Twice a week, Life in the Boomer Lane takes a Pilates Reformer class at her gym. The “Reformer” is a big, lightly padded board on wheels, with levers, pulleys, weights, and other components, all employed without the benefit of a user’s manual. It was either invented by Mr Pilates, the same person who invented people like Madonna, who is one of his disciples, or, it might have been invented by some unnamed person who wanted to “reform” what Mr Pilates invented, since regular Pilates consists of human beings working out on the floor, whereas this gives a person thousands of dollars worth of apparatus to insert between the floor and one’s body.
LBL chooses to take Reformer classes instead of regular Pilates, because when she tells people she does “Reformer Pilates” they have no idea what she is talking about and so are completely impressed. They assume it is some advanced form of Pilates, known only to Victoria Beckham and other anointed individuals. The exact opposite is true. Reformer means no working on the floor, which is much easier. And, because space is limited due to the size of the machines, it also means much smaller classes, affording either individual attention or, on really good days, some kibitzing among participants that can waste some time.
There is a lovely, older woman in her Reformer class. She is in her eighties and brings her portable oxygen equipment with her. LBL is not making this up. LBL likes having her in class, because she needs extra time to arrange her oxygen whenever the class switches position, and this corresponds exactly with the extra time LBL needs to figure out what the instructor is talking about, since she is usually initially facing the exact opposite way that everyone else is.

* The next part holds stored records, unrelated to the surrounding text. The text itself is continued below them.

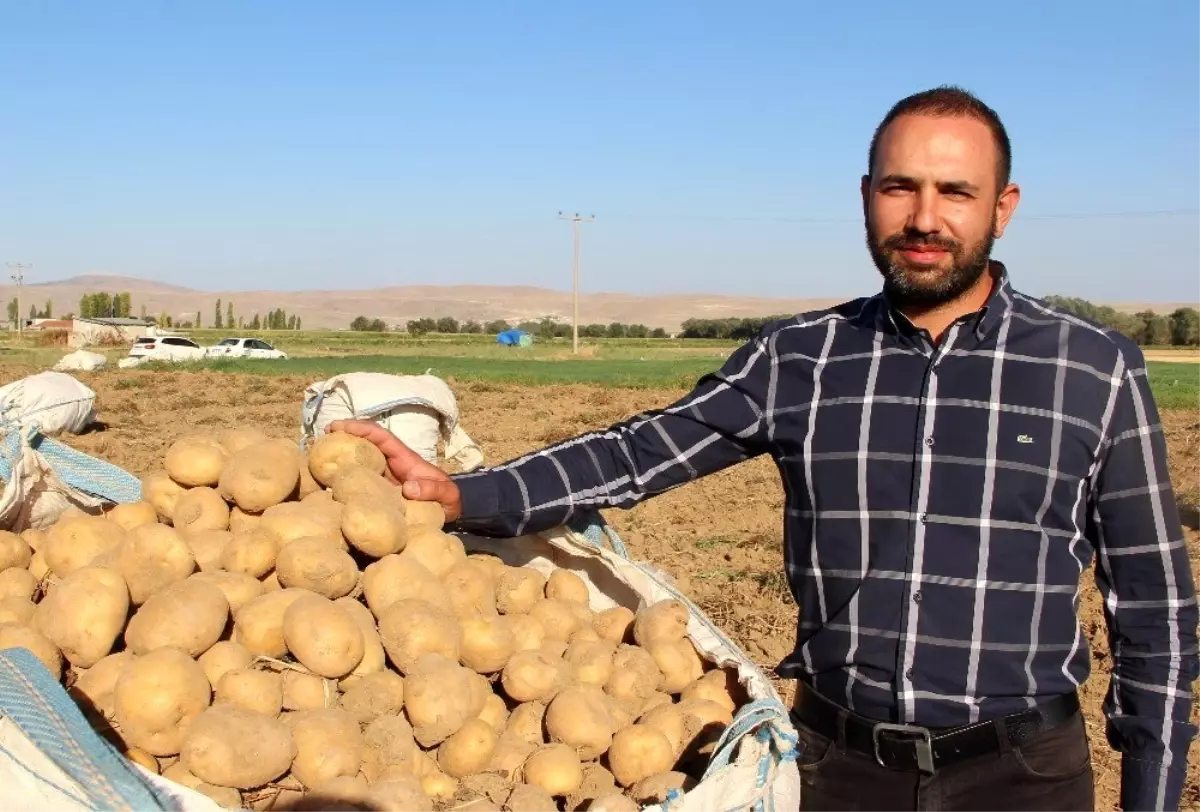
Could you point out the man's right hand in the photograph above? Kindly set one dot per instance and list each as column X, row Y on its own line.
column 419, row 480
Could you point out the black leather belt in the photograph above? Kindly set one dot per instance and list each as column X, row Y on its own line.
column 913, row 747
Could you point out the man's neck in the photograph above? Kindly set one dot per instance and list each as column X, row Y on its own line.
column 936, row 319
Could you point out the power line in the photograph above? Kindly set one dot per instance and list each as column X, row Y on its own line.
column 575, row 274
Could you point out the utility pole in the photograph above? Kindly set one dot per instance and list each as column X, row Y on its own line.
column 18, row 277
column 575, row 274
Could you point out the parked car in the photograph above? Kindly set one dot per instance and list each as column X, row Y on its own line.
column 243, row 348
column 166, row 348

One day last week, the sweet older woman suggested to LBL that she take a class called “Body Flow,” which is, like regular Pilates, included in gym membership. She, herself, takes Body Flow once a week and Reformer once a week. It works perfectly for her. She said Body Flow allows people to work at their own level. This sold LBL. First off, she likes the phrase “Body Flow.” And it has the added advantage of being something else that others are unfamiliar with when she will tell them what she does at the gym.
LBL took the Body Flow class a couple days later. There were about twenty women in the room, whose combined weight equaled one large meal. Equipment consisted of a mat the thickness of a good quality paper towel. LBL should add that the sweet older woman wasn’t there. As LBL came into the gym, she had noticed the sweet older woman in the Reformer room. This was a bad sign. Aside from two grey-haired women who each looked like when they are not at the gym they are hiking the Appalachian Trail, LBL was old enough to be everyone else’s mother.
The instructor started with the following words: “We have a really, really tough workout planned today! Get ready! We will twist our bodies around in all kinds of ways that human bodies are not meant to twist! This will be brutal!” LBL scanned the room, Apparently, these words were greeted as positive, since everyone around her looked like hyenas just presented with a fresh zebra kill.
The instructor proceeded by throwing out names of positions in rapid-fire manner. Most of them involved animals. To LBL, everything sounded like “The Down Dirty Dog,” except for the one called either “Ape” or “Gorilla,” which involved bending over from a standing position and placing the entire palms of one’s hands under one’s feet.
After awhile, LBL really wasn’t paying much attention. She sort of slumped down on her mat and wondered why an eighty-something year old woman with portable oxygen equipment would do this to her. Wasn’t there some kind of rule that when people got to be a certain age they couldn’t screw around with your life?